Black flies prefer to feed around the head area but will also feed around the wrists and ankles. As she feeds, the female black fly injects saliva into the skin to serve as an anticoagulant. This saliva is highly irritating and can lead to varying degrees of localized tissue swelling, particularly if the bite occurred around the eyes, lips, or ears. This localized swelling may last for 1-2 weeks and produce intense itching.

Large scale control of black flies is difficult. As a result, the best defense against these annoying pests is to use personal protection during the time periods when the adults are active. If possible, light colored clothing should be worn since black flies are more attracted to dark colors (i.e. blue, purple, brown, black). Tucking pant legs into the socks can also prevent black flies from feeding around the ankles. Insect repellents can provide some protection if they are applied to exposed body areas. However, when applying insect repellents to the head area, caution should be used to avoid getting these materials into the eyes or mouth.

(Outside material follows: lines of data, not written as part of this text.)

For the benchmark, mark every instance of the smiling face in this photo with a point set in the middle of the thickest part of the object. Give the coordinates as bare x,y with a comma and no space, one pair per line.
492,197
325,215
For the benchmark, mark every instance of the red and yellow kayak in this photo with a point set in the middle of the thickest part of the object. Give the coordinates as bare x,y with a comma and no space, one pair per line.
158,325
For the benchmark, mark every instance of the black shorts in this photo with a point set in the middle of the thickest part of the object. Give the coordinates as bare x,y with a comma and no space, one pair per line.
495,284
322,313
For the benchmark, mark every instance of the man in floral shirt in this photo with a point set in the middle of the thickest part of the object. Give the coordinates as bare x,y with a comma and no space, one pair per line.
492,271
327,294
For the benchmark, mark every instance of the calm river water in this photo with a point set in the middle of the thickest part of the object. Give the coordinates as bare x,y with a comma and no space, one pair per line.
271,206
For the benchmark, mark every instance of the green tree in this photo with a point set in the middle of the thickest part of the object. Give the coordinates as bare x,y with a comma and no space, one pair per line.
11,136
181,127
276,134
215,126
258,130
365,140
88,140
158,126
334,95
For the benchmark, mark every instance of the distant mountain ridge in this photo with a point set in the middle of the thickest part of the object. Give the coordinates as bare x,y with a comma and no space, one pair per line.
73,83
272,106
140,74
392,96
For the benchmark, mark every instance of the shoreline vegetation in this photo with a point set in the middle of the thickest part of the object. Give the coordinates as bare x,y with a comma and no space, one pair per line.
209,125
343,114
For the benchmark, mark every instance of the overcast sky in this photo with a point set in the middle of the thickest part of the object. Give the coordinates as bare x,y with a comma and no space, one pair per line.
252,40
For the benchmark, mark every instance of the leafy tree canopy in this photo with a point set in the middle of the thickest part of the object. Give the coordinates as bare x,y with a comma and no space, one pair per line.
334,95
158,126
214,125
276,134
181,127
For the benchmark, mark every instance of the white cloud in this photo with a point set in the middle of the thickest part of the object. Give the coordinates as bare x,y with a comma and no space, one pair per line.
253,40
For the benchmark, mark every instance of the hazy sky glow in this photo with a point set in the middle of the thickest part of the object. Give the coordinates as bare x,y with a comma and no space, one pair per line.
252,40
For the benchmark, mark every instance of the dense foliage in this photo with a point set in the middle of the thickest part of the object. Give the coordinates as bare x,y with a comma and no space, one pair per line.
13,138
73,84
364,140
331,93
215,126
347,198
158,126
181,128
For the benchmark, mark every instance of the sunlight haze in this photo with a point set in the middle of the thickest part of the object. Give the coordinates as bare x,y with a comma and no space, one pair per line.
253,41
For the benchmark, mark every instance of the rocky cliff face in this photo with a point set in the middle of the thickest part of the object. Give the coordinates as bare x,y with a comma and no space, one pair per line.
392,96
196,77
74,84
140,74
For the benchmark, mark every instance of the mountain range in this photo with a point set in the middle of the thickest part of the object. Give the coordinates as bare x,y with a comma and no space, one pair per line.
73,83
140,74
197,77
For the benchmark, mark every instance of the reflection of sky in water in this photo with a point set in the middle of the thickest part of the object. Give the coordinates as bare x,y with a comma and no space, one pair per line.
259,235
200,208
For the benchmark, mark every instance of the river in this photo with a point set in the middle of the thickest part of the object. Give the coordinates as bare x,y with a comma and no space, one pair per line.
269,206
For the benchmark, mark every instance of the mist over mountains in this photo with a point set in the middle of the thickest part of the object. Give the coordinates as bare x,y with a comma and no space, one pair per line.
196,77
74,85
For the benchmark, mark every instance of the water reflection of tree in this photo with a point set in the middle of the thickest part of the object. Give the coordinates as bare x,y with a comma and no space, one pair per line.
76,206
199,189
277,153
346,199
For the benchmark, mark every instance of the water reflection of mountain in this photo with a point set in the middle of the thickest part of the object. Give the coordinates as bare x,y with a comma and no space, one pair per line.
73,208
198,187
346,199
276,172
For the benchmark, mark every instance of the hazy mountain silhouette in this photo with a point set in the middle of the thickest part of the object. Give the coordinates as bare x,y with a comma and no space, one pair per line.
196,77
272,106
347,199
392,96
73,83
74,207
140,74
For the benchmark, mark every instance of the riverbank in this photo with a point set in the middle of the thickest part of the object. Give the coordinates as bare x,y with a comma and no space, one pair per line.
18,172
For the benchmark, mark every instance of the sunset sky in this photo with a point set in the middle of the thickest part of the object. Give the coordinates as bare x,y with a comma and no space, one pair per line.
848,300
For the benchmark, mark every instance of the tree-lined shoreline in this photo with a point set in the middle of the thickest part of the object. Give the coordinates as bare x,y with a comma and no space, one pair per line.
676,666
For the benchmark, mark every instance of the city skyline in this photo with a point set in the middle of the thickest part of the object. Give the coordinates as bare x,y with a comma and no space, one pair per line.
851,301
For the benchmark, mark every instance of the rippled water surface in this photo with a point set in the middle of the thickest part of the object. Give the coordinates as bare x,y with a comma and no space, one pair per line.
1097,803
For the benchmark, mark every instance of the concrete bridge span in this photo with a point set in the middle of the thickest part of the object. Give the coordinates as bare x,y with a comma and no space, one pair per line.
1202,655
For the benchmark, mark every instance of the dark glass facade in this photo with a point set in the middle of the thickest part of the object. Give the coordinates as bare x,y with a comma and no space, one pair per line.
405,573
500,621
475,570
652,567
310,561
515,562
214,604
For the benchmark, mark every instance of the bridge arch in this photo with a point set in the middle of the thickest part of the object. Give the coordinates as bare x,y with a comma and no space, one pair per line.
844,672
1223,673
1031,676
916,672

Black flies can also be annoying to livestock and pets, particularly horses and dogs. A number of different products are available for direct application to horses that may provide some level of temporary relief. Similar products are also available for dogs. However, for dogs it may be easier to let them take shelter indoors during the day when black flies are most active.

This article originally appeared in the July 1, 1994 issue, p. 104.


Links to this article are strongly encouraged, and this article may be republished without further permission if published as written and if credit is given to the author, Yard and Garden, and Iowa State University Extension and Outreach. If this article is to be used in any other manner, permission from the author is required. This article was originally published on July 1, 1994. The information contained within may not be the most current and accurate depending on when it is accessed.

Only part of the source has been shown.